Escalating debt problems in Europe will force the central bank to leave rates unchanged for the immediate future, writes Shane Oliver.
The Reserve Bank of Australia (RBA) has all but confirmed that it will leave interest rates on hold until at least August.
In the minutes of its June board meeting, the RBA said rates were likely to remain stable until the impact of both the European public debt crisis and the recent spate of domestic interest rate hikes could be properly assessed.
Early indications suggest the sovereign debt crisis in Europe will last for some time to come.
Consumer confidence dipped slightly in Germany despite the strong rise in construction activity. Underlying inflation in Germany increased just 0.8 per cent over the year to April and some European countries are actually seeing deflation – indicating that there is still plenty of scope to leave interest rates low or even cut them.

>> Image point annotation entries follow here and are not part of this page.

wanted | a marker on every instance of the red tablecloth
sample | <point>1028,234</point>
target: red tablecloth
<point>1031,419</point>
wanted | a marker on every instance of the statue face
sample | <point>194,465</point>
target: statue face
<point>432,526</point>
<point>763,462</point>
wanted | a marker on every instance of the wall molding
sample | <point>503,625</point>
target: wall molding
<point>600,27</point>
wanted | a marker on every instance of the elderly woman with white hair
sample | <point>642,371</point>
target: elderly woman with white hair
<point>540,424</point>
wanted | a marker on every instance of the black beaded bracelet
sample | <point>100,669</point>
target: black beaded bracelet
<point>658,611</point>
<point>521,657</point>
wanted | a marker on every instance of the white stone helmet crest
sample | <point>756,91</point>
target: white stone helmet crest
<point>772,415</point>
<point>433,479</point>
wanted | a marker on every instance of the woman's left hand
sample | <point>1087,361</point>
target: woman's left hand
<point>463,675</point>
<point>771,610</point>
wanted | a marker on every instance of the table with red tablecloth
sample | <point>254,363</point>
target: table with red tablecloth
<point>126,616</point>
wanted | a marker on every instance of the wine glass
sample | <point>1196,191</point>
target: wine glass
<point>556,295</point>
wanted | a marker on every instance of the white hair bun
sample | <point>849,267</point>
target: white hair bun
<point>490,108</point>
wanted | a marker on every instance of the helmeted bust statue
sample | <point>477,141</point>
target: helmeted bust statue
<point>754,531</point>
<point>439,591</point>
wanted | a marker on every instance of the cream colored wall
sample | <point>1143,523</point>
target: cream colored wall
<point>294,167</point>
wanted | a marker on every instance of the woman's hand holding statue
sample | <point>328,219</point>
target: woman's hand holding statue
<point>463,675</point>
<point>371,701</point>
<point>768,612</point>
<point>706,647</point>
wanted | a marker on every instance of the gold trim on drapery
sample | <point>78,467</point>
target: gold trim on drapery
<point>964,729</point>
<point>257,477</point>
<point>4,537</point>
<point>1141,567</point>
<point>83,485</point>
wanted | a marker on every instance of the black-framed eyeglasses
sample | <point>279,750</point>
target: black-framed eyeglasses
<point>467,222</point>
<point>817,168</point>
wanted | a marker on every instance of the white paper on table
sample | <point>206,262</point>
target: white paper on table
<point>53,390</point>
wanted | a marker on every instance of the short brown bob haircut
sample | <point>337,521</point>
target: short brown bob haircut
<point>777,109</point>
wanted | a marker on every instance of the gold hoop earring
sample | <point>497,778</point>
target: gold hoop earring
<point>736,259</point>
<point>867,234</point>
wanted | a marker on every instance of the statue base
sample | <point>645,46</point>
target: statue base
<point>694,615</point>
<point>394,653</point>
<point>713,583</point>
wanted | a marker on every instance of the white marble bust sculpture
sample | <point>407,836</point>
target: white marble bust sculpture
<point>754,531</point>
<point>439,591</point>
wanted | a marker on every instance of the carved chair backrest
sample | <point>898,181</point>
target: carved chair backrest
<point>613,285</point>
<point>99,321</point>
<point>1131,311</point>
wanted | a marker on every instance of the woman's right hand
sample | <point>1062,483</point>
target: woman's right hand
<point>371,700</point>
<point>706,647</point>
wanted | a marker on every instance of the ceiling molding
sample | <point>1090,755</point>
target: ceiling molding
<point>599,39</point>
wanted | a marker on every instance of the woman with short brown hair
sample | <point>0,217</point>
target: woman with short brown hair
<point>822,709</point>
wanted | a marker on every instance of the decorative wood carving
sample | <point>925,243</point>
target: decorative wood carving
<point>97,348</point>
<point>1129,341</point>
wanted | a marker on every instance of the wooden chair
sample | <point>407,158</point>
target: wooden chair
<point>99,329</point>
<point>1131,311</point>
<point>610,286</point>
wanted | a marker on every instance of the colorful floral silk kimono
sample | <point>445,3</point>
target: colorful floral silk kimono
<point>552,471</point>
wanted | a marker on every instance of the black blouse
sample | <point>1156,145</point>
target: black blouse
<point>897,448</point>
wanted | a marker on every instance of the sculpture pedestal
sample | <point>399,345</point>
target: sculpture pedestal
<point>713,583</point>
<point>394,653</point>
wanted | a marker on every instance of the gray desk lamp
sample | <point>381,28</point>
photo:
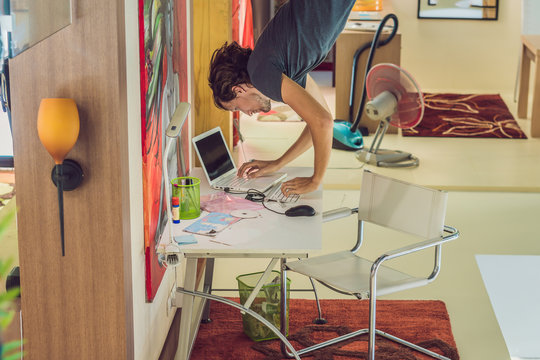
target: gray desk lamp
<point>172,250</point>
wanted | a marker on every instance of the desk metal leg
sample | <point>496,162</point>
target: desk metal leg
<point>283,301</point>
<point>208,277</point>
<point>184,346</point>
<point>535,116</point>
<point>524,82</point>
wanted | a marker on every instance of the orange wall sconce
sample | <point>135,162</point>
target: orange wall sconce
<point>58,130</point>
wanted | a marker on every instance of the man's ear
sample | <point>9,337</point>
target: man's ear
<point>239,89</point>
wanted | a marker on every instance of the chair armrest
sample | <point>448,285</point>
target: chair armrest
<point>453,234</point>
<point>339,213</point>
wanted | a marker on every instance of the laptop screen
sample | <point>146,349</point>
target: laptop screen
<point>214,155</point>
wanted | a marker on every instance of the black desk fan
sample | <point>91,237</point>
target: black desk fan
<point>394,99</point>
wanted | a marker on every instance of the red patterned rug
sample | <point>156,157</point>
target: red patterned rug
<point>424,322</point>
<point>466,115</point>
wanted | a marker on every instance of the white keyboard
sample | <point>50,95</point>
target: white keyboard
<point>275,194</point>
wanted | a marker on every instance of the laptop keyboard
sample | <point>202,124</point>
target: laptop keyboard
<point>275,194</point>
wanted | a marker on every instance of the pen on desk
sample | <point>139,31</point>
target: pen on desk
<point>219,242</point>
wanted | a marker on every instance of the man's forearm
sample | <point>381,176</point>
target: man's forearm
<point>322,144</point>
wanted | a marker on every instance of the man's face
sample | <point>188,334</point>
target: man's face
<point>248,100</point>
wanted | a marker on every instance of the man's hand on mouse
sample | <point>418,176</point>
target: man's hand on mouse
<point>256,168</point>
<point>299,185</point>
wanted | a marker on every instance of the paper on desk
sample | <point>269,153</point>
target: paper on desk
<point>225,203</point>
<point>211,224</point>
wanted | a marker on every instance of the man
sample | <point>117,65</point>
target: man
<point>293,43</point>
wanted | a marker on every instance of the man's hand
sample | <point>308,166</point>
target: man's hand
<point>300,185</point>
<point>256,168</point>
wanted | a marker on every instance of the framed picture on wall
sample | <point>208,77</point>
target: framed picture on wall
<point>164,43</point>
<point>458,9</point>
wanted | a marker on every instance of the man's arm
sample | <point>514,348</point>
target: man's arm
<point>318,132</point>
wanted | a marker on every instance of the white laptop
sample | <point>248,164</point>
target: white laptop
<point>219,168</point>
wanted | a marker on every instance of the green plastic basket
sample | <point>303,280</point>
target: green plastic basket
<point>266,303</point>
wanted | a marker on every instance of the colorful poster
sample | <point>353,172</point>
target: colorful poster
<point>165,75</point>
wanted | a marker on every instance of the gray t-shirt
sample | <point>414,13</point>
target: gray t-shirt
<point>296,41</point>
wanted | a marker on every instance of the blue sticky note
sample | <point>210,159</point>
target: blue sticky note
<point>185,239</point>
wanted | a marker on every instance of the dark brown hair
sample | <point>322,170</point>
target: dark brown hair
<point>228,68</point>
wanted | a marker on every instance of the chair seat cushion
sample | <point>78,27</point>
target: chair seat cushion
<point>348,272</point>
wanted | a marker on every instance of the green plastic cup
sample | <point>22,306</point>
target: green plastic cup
<point>188,191</point>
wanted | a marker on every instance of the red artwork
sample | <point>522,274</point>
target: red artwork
<point>163,44</point>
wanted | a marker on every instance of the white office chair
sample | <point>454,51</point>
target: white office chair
<point>395,205</point>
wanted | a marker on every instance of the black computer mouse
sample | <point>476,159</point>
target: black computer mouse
<point>300,210</point>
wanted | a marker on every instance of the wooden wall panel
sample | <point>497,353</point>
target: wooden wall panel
<point>78,306</point>
<point>212,26</point>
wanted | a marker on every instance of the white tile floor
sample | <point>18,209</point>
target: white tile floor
<point>497,216</point>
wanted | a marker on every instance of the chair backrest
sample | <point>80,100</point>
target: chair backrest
<point>402,206</point>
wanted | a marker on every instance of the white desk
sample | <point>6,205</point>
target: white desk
<point>269,236</point>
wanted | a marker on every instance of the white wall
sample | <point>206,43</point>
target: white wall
<point>150,320</point>
<point>461,55</point>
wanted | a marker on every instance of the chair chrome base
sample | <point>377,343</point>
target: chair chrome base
<point>387,158</point>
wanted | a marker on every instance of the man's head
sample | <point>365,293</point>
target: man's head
<point>230,83</point>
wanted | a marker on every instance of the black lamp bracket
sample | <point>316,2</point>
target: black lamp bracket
<point>73,175</point>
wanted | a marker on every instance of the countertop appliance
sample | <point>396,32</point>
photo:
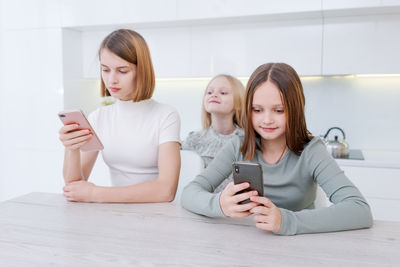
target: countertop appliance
<point>340,148</point>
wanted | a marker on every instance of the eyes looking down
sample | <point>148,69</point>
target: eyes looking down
<point>119,75</point>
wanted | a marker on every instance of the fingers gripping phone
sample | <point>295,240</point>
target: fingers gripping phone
<point>77,116</point>
<point>251,173</point>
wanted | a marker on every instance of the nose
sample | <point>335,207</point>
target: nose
<point>268,118</point>
<point>113,78</point>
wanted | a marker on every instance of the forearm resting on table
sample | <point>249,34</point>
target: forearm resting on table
<point>72,170</point>
<point>153,191</point>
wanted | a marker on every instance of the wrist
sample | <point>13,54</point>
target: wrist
<point>97,194</point>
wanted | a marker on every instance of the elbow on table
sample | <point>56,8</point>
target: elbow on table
<point>168,194</point>
<point>366,214</point>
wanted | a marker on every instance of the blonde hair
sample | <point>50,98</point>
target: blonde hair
<point>237,94</point>
<point>130,46</point>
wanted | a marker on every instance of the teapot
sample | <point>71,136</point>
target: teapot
<point>337,148</point>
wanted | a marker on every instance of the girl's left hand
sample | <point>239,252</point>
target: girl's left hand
<point>267,215</point>
<point>80,191</point>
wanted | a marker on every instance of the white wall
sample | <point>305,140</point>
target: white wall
<point>31,81</point>
<point>42,40</point>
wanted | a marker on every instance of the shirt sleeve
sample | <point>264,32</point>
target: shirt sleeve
<point>198,195</point>
<point>170,127</point>
<point>349,211</point>
<point>187,144</point>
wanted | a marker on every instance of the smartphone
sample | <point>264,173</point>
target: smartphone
<point>77,116</point>
<point>251,173</point>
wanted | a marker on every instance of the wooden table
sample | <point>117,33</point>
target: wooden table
<point>41,229</point>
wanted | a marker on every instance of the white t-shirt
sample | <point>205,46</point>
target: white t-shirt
<point>131,133</point>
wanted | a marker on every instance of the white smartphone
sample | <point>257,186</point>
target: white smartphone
<point>78,117</point>
<point>251,173</point>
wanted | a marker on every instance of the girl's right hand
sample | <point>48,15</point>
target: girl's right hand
<point>229,200</point>
<point>72,138</point>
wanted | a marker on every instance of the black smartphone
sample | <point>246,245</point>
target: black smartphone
<point>251,173</point>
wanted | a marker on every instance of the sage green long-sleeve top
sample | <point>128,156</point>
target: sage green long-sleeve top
<point>291,185</point>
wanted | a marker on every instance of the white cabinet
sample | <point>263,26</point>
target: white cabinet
<point>380,186</point>
<point>195,9</point>
<point>365,44</point>
<point>239,49</point>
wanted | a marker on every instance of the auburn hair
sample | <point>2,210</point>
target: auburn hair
<point>130,46</point>
<point>291,90</point>
<point>237,94</point>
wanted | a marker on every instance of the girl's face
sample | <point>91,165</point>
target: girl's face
<point>218,98</point>
<point>268,114</point>
<point>119,75</point>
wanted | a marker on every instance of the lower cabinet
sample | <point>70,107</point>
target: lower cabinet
<point>381,188</point>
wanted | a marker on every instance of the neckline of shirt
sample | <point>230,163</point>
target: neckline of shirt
<point>215,133</point>
<point>130,106</point>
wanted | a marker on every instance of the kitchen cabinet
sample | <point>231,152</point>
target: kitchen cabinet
<point>380,186</point>
<point>363,44</point>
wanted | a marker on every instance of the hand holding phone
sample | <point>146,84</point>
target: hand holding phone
<point>229,200</point>
<point>77,133</point>
<point>251,173</point>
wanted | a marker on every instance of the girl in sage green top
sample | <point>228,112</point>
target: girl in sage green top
<point>293,163</point>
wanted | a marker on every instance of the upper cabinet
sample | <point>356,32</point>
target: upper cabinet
<point>362,44</point>
<point>191,38</point>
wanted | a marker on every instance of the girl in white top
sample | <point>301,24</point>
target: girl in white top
<point>221,119</point>
<point>140,136</point>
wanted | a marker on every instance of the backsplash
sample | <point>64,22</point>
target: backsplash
<point>366,108</point>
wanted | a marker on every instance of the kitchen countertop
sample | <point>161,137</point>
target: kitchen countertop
<point>374,159</point>
<point>41,229</point>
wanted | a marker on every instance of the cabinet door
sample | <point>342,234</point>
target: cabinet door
<point>380,186</point>
<point>239,49</point>
<point>361,45</point>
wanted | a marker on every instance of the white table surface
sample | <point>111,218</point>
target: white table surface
<point>41,229</point>
<point>374,159</point>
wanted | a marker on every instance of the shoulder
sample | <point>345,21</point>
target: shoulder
<point>100,112</point>
<point>194,138</point>
<point>315,153</point>
<point>161,107</point>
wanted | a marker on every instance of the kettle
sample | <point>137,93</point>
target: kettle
<point>338,149</point>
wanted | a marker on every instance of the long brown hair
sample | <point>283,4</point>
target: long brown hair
<point>291,89</point>
<point>130,46</point>
<point>237,94</point>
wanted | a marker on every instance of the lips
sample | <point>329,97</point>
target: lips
<point>268,129</point>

But while rate cuts are likely in Europe – and the RBA looks determined to keep rates on hold in Australia until at least August – the strong May labour market report reminds us that more interest rate hikes lie in store for our nation within the next six months.
For the time being, Australian economic data remains relatively soft – with past rate hikes, share market turmoil and the debate over the proposed resources tax resulting in sharp falls in both consumer and business confidence.
Housing finance was mixed in April – down in terms of the number of new loans for owner occupiers but with investor finance continuing to recover.
Labour market data remained solid though, with a stronger than expected gain in employment in May – particularly in full time jobs – and the ANZ job ads series continuing to rise, pointing to more employment gains ahead. The continuing improvement in the labour market will help underpin household income; along with income tax cuts this should help boost consumer spending going forward.
The Australian dollar is also likely to regain its strength over the next few months as Australian interest rates remain well above global rates and as commodity prices resume their upswing.
Indeed Chinese exports are continuing to strengthen.
While inflation picked up to 3.1 per cent, it is still well below what was feared earlier this year, and in any case business surveys point to a sharp weakening in input cost pressures.
The bottom line is that measures to cool the Chinese economy and property market are working and that further tightening is unlikely. As such, we remain confident in our view of a soft landing for the Chinese economy, which will see growth fall back to around 9 to 10 per cent.
While much is made of the fact that 20 per cent of Chinese exports go the European Union, it is worth noting that only 3.5 per cent go to the key at risk countries of Portugal, Italy, Ireland, Greece and Spain.